Quete

by Comrade Bagel Muffin


Le Soleil Flamboyant

The two of the rose early in the morning before the dawn. Escutcheon poured out all but two of the potions that he had taken with him. Leaving only the red potion and a strange slimy purple potion still in their bottles. All the others lay empty at his hooves their contents poured out on to the grass.
"That's ten bottles it's not much but if we both drink one bottle a day plus four days worth of water in our canteens that will give us one week and two days worth of water." Escutcheon frowned. "I don't think that it will be enough what about you?"
"I don't know?" Dusk sighed as she filled the empty glass bottles full of water. "All the scouts said was that it was a large desert. How large of a desert it is, well I have absolutely no idea. It might only take us eight days to get across assuming we walk from sunrise to noon and from sunset to the seventh or eighth hour of the night."
"Yeah but that won't give us a lot of time to sleep. And you said that you couldn't handle the heat or the bight sunlight in the dessert." Dusk sighed and nodded.
"True, if I had some scouting goggles it would be a different story but I don't. Still I think that I'll be able to handle the sunlight for a little bit. Besides it won't matter if I can deal with it or not if we run out of water in the middle of a desert. We have to get across the desert quick, and if that means I have to deal with some sunlight then I'll deal with some sunlight." She picked up all the bottles and put five in her bag and passed him five to put in his bag. "Now let's hurry up and go if we leave now we might get a good ways into the desert before the sun gets to high." Escutcheon nodded closing his saddle bags the two of them headed out of the glade and moved on to the west.
Not long after they left their camp the glades vanished, and only grass remained. The two of them walked across the dry grass land. The grass wasn't even covered in dew. The air was quickly getting drier. With each kilometer there was less and less grass. By the time the moon was setting in the sky in front of them and the sky above them was beginning to show the first traces of day, they were already in the desert. Small thorny shrubs and thin patches of grass were the only forms of vegetation.
"The desert is going to start getting sandy the further we push into it." Dusk trotted up to Escutcheon's side. "What wrong?"
"Nothings wrong."
"Right then why is it that the sapphire that glows when you're happy faded to just about nothing?"
"It's just I'm, I'm kind of scared." Escutcheon looked away from her toward the setting moon. "I've never been in a place where I couldn't get water. When I started I could drink the dew. After that I was with Tilda in her house. And after that I was with you. I always had water. Out here though. We could die."
"Boo!"
"Huh?" Escutcheon looked back at Dusk.
"Boo! That's really depressing. I don't want to hear it and you're not being you." She jumped up on his shoulders and gently bit his ear.
"Hey!" He stepped back unable to get away. She continued to gently chew on his ear. "Come on Dusk stop it that tickles!"
"There." She got off of him. The two of them smiling. "That's the Escutcheon I know. Now we're going to get through this desert in a week. Then me and my dad will help you. Now chin up." He nodded. "Good, let's go?"
"Thank you Dusk. I'm glad that we met." Dusk's cheeks started to glow.

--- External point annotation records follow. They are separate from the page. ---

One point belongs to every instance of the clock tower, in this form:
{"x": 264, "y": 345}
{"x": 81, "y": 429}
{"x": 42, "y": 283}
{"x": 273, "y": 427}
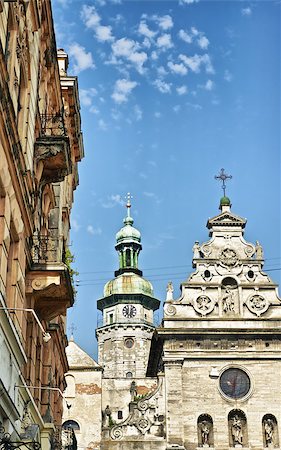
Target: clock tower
{"x": 127, "y": 307}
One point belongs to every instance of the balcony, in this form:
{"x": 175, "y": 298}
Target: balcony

"Yeah me too." The two of them kept walking the sun at their back elongating their shadows to twenty times their size. The cold air of the desert night didn't last long after the sun breached the eastern horizon. Soon the temperature was just as hot as the air was dry. The two of them were drenched in sweat and panting as they continued to push further and further west trying to get as far as the could before the sun became to unbearable. Escutcheon couldn't imagine that the sun could be this cruel.

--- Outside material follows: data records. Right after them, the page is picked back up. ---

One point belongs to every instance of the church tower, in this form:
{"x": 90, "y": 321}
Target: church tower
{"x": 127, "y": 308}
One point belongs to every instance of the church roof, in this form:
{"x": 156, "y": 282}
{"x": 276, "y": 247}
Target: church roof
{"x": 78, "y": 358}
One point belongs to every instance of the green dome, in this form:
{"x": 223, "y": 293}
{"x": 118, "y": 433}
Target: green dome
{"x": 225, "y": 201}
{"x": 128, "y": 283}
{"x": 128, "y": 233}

"Dusk. are you okay." He asked, the sun was starting to get high in the sky. It was ten maybe eleven o'clock, and she was about to pass out her eyes were tightly shut. She panted and kept walking, not even acknowledging him. "Dusk!"
"Huh." She tuned around. "I'm sorry I, don't think I can keep going today." She got on her knees panting. He helped her get another sip from her canteen.
"It's okay Dusk we got pretty far. Just lay down." He took her saddle bags off. He pulled four folded bars, and set them in the ground. Soon he had the tarp set up. It blocked the sun above them. He threw his blanket and her blanket on the to covering the western end of their camp. "Just stay still Dusk it'll get better soon." He really hoped it got better.